Für Nutzerinnen und Nutzer in den Niederlanden, Deutschland und Italien ändert sich durch diese Ankündigung nichts. Die Event Contracts werden auf dem US-Markt angeboten; das europäische Angebot beider Plattformen fällt unter MiCAR und, soweit es Derivate betrifft, unter die europäischen Wertpapierregeln. Beide Anbieter sind für ihr Krypto-Geschäft in der EU MiCA-autorisiert, doch diese Zulassung sagt nichts über dieses spezielle US-Produkt aus. In den Vereinigten Staaten ist zudem weiterhin offen, ob Event Contracts rechtlich als bundesweit reguliertes Derivat oder als Glücksspiel gelten: Mehrere Bundesstaaten sind gegen Anbieter vorgegangen, und Gerichte haben bislang unterschiedlich entschieden.

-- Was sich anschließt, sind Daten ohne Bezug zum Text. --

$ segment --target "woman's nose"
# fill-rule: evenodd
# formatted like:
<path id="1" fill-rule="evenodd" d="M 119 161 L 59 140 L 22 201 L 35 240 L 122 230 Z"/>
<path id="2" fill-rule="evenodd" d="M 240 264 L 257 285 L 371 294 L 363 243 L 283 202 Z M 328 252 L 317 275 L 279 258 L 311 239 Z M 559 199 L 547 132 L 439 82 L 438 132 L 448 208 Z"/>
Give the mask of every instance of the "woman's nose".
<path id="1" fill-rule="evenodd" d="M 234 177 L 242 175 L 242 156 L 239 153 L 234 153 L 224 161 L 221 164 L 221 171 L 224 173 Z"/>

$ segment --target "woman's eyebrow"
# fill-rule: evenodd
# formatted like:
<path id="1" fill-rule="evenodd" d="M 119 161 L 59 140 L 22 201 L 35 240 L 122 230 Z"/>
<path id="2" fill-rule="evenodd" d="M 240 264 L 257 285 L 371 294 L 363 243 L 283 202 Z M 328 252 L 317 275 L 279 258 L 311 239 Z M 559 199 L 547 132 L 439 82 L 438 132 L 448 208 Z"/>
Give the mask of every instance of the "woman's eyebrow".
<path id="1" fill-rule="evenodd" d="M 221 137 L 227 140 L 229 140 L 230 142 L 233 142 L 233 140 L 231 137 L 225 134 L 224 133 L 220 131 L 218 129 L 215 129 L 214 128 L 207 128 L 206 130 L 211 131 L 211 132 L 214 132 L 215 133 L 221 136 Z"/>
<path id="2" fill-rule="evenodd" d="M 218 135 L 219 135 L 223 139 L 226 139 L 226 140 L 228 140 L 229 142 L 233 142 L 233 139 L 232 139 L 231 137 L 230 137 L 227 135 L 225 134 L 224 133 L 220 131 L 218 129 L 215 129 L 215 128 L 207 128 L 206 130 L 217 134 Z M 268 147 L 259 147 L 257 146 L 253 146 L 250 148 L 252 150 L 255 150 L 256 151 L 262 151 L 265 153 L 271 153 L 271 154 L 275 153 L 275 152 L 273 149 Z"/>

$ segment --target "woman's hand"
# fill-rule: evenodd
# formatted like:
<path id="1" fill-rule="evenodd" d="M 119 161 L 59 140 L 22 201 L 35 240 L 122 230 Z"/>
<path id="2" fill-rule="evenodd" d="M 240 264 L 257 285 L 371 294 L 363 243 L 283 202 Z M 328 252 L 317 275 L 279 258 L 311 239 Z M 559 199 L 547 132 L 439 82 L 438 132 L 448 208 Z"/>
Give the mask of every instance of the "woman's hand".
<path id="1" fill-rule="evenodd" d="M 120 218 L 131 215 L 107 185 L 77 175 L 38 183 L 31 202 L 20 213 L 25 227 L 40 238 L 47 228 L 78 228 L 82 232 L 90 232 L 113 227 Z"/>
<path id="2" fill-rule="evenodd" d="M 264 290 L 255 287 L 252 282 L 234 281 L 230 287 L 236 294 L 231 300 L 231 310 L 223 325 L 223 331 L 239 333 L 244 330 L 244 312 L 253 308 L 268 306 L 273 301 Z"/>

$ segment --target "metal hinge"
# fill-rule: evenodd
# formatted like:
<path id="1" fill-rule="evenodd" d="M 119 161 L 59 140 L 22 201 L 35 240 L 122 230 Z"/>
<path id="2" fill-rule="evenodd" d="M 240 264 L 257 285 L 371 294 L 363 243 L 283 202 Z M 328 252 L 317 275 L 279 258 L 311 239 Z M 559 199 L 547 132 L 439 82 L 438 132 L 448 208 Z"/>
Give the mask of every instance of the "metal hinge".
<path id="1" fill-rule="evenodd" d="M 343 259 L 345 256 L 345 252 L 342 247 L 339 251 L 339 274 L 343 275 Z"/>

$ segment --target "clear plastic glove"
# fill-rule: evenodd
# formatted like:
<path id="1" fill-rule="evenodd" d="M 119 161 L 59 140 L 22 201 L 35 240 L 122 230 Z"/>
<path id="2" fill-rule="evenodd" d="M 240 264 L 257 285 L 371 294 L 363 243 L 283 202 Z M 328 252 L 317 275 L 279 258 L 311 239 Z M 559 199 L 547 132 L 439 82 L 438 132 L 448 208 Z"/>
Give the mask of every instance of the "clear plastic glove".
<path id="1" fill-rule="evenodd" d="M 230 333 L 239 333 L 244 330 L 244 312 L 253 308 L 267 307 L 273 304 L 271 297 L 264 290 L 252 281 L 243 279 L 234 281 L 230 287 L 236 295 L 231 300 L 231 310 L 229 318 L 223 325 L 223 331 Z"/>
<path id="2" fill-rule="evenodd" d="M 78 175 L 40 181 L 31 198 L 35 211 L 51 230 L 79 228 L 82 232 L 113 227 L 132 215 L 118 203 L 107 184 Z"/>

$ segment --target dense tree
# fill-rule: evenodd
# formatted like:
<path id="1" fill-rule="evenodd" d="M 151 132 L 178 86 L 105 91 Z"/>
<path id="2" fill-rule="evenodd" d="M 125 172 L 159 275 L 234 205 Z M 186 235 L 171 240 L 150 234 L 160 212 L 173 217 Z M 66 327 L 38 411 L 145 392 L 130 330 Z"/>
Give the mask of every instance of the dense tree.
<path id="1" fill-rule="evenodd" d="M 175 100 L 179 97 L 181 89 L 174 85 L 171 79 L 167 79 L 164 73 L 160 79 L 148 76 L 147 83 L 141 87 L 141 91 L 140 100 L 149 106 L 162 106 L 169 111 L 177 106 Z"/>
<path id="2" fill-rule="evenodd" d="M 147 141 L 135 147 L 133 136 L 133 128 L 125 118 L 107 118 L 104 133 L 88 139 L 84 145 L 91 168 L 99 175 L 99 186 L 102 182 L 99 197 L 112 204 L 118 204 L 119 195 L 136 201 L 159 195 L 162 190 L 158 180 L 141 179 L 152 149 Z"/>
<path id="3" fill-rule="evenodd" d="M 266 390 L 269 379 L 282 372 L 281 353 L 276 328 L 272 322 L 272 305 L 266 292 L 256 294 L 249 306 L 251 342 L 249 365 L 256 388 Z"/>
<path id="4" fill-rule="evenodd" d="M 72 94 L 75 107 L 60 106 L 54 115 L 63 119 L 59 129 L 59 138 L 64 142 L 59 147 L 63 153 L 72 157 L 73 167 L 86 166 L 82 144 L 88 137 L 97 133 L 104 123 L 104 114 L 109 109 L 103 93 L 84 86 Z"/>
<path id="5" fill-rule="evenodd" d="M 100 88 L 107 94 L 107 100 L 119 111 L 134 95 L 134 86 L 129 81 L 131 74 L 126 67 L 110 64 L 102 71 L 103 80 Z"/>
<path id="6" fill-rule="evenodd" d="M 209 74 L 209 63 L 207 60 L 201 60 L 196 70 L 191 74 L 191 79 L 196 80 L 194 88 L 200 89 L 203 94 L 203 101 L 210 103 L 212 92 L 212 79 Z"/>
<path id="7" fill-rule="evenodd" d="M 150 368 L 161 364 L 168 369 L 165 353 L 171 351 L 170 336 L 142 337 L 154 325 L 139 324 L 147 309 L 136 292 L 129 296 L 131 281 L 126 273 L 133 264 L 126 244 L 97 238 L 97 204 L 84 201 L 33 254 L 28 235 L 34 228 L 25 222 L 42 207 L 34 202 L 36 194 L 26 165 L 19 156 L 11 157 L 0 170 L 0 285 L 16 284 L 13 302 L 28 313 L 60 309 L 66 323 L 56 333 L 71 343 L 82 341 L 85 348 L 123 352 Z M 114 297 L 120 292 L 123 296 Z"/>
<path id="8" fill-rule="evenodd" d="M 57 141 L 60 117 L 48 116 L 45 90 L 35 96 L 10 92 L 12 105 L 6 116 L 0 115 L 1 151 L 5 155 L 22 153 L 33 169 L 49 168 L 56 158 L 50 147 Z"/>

Als Signal zur strategischen Richtung beider Unternehmen ist die Vereinbarung dennoch von Bedeutung. Marszalek erklärte, Crypto.com prüfe Übernahmen und bereite einen Börsengang vor, ohne einen Zeitplan zu nennen. Für Robinhood ist die Produktkategorie inzwischen ein wesentlicher Umsatzbestandteil. Ob und wann solche Produkte in angepasster Form nach Europa kommen, hängt vom europäischen Regelwerk ab und steht derzeit nicht zur Debatte.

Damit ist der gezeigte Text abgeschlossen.